DOE critical priorities and challenges:
– Advanced nuclear fission/fusion
– Grid modernization
– Drug discovery automation
– Critical materials research
– Semiconductor advancement
– Quantum computing
We’ve written extensively about Quantum on prior posts but the big news here is the focus on Advanced Nuclear Fission and Fusion. In case we needed a bigger cue card, six days ago Trump Media announced a $6B merger with nuclear Fusion startup TAE Technologies https://www.cbsnews.com/news/. From a Fusion perspective, there are several active approaches: Magnetic fusion (ITER, Tokamak, Stellarator), Inertial confinement fusion (National Ignition Facility, Indirect drive, direct drive, lasers) and Magneto inertial fusion. We’re not going to debate which one is better. What we are saying at CloudNineData is that if there was ever a time for nuclear and the financial commitment to make it a reality, that time is now.

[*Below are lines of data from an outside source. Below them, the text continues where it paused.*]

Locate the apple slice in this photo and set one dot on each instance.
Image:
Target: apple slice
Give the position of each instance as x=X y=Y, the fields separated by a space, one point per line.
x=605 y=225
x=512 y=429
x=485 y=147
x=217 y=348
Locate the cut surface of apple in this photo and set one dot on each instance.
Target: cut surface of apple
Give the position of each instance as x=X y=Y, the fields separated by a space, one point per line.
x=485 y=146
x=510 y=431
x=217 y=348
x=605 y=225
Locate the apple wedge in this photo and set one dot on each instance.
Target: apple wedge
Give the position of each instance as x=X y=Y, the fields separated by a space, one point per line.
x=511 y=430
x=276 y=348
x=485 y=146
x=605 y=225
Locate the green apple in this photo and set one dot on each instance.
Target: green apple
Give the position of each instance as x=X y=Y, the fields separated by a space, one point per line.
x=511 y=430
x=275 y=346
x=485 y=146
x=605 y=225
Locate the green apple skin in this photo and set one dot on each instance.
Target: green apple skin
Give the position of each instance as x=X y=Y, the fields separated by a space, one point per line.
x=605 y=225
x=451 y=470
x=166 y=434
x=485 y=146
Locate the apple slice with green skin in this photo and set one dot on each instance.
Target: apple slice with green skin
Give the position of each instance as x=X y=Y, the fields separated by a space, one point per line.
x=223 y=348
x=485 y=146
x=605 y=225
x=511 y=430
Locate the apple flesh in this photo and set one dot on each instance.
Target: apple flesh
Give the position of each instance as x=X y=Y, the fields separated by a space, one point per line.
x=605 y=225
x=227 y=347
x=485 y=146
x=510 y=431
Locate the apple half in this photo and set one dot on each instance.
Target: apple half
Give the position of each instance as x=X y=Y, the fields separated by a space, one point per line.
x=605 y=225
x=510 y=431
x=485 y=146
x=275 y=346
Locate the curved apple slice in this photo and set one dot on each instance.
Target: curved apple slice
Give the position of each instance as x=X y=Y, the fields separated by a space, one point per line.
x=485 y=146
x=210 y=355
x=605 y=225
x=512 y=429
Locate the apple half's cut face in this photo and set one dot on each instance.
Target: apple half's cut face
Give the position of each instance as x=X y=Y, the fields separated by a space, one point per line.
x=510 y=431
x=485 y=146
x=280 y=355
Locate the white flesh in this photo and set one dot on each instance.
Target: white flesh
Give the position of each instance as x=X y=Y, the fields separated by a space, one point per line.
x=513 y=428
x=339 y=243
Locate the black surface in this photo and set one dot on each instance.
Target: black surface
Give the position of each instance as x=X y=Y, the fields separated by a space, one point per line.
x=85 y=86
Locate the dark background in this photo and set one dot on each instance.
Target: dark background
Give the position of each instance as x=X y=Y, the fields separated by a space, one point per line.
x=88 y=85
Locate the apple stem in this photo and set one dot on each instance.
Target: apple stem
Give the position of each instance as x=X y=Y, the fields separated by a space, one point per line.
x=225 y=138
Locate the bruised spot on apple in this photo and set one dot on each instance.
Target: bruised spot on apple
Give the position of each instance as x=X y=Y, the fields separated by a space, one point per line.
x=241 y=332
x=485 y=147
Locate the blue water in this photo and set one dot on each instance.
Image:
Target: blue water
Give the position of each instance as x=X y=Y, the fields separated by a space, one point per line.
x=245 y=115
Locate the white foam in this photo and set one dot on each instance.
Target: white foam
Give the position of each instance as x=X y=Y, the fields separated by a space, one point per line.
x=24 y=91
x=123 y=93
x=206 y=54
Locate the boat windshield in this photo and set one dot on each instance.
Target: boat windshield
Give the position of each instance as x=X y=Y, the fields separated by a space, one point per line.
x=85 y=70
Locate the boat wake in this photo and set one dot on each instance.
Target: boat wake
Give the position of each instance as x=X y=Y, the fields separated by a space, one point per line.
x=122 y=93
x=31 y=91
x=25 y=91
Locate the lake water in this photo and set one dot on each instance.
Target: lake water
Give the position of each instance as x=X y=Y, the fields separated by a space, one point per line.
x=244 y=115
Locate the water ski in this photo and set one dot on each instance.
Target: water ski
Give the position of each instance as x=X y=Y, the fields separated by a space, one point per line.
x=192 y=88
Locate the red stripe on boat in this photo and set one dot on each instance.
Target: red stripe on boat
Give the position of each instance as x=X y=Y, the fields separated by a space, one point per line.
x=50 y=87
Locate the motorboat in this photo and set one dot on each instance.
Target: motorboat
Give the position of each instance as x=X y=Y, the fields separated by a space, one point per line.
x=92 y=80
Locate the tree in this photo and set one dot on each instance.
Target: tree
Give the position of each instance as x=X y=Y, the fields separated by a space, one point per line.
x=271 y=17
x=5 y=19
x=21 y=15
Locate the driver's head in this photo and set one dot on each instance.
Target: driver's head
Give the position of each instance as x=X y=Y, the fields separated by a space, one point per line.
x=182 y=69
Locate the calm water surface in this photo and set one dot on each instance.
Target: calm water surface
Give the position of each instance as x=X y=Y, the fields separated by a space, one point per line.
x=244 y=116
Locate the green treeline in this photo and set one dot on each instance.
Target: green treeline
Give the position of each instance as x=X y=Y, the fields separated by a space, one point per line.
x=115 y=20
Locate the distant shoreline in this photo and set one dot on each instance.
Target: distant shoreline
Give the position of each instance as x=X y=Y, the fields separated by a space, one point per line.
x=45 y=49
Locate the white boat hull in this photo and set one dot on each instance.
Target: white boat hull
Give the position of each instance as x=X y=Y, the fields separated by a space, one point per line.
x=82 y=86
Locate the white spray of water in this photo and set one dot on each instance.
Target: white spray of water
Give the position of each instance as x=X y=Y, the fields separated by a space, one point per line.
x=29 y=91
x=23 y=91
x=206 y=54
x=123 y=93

The theories and prototypes for Fission started back in the 1930s by chemists Otto Hahn and Fritz Strassmann and physicists Lise Meitner and Otto Robert Frisch. Later, over in the jolly old Soviet Union, the Russians took the idea to the next level with development of the Tokamak in the pursuit of Fusion circa 1950 – which is a donut shaped chamber that controls plasma (gasses) using magnetic fields. The atheistic Soviets are mostly gone, but the Tokamak design as mentioned above is still in use even today. In theory, the amount of energy released during the Fission process is a million more times than that released combustion like those in traditional electrical plants fired by Natural Gas for example. Said another way, a uranium fuel pellet the size of a Faberge egg has as much energy potential as 88 tons of coal. Fission is a real Nutcracker if there ever was one.

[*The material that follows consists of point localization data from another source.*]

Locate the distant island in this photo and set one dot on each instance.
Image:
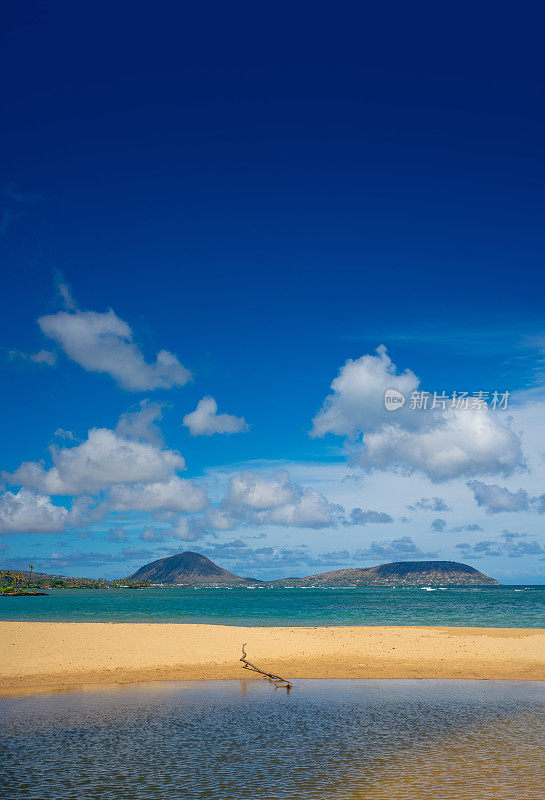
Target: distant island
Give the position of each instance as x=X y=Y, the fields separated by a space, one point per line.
x=195 y=569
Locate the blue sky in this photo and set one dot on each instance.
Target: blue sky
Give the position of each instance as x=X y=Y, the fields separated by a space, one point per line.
x=265 y=197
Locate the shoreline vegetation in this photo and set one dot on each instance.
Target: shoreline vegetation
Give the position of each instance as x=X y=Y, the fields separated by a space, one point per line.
x=43 y=656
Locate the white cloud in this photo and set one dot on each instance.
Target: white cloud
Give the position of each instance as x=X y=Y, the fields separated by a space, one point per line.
x=205 y=420
x=27 y=512
x=357 y=403
x=41 y=357
x=103 y=460
x=403 y=548
x=44 y=357
x=359 y=517
x=497 y=499
x=141 y=423
x=174 y=494
x=102 y=342
x=116 y=534
x=442 y=444
x=274 y=499
x=429 y=504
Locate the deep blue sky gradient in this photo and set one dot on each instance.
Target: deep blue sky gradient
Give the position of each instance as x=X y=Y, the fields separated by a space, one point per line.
x=266 y=192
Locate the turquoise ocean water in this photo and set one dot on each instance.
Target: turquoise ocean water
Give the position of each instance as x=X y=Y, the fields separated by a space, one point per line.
x=509 y=606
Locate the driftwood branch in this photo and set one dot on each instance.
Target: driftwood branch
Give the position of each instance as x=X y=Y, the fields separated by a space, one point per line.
x=269 y=676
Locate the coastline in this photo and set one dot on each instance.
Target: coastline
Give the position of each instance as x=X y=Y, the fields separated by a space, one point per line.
x=51 y=655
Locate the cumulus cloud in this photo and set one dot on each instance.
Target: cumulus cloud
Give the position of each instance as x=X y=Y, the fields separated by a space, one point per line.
x=41 y=357
x=27 y=512
x=402 y=549
x=154 y=535
x=80 y=558
x=276 y=500
x=511 y=546
x=102 y=342
x=436 y=504
x=496 y=499
x=141 y=423
x=357 y=403
x=174 y=494
x=104 y=459
x=479 y=549
x=205 y=420
x=470 y=527
x=359 y=517
x=116 y=534
x=441 y=443
x=60 y=433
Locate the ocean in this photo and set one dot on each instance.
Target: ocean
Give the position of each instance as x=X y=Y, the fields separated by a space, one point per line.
x=223 y=740
x=508 y=606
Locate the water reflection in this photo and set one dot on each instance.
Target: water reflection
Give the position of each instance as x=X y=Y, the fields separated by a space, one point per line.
x=326 y=739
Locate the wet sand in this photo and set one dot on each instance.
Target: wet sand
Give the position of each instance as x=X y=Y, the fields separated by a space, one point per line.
x=47 y=655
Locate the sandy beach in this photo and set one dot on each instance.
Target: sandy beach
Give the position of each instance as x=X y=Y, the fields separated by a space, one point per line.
x=40 y=655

Nobody really knows what the output from Fusion will generate in terms of electricity at scale, but it’s akin to igniting your own private little star using the containment (hopefully) of the Tokamak or similar technology – hot. Fusion reactors will use hydrogen to fuse with helium among other things. Fusion carries the added promise of no radioactive mass extinction events while Fission still gives you a toxic waste hangover particularly if you spill it or fail to dispose of it responsibly. The National Nuclear Data Center at Brookhaven National Laboratory maintains nuclear properties for the entire periodic table.
The Fusion approach is an international endeavor. Vast amounts of money have already been invested by Japan, France, China, Germany, Australia and the UK – all important collaborators with the DOE. In addition to Brookhaven, the DOE also has critical partnerships with the Plasma Physics labs at Princeton University, General Atomics, and the Argonne National Laboratory.
If you are a scientist or an aspiring student looking for your opportunity to impact the world or at least make a dent in lowering everyone’s power bill, your BHAG (Big Hairy Audacious Goal) has arrived. If you are an inventor, get busy. Critical components we need for Fusion generation are electromagnets, capacitors, containment wall materials, and the divertors.
We’re a buy on peace, love, and Nuclear-powered Data Centers. Let it snow. Merry Christmas to all and to all a warm or cool goodnight depending upon where you live!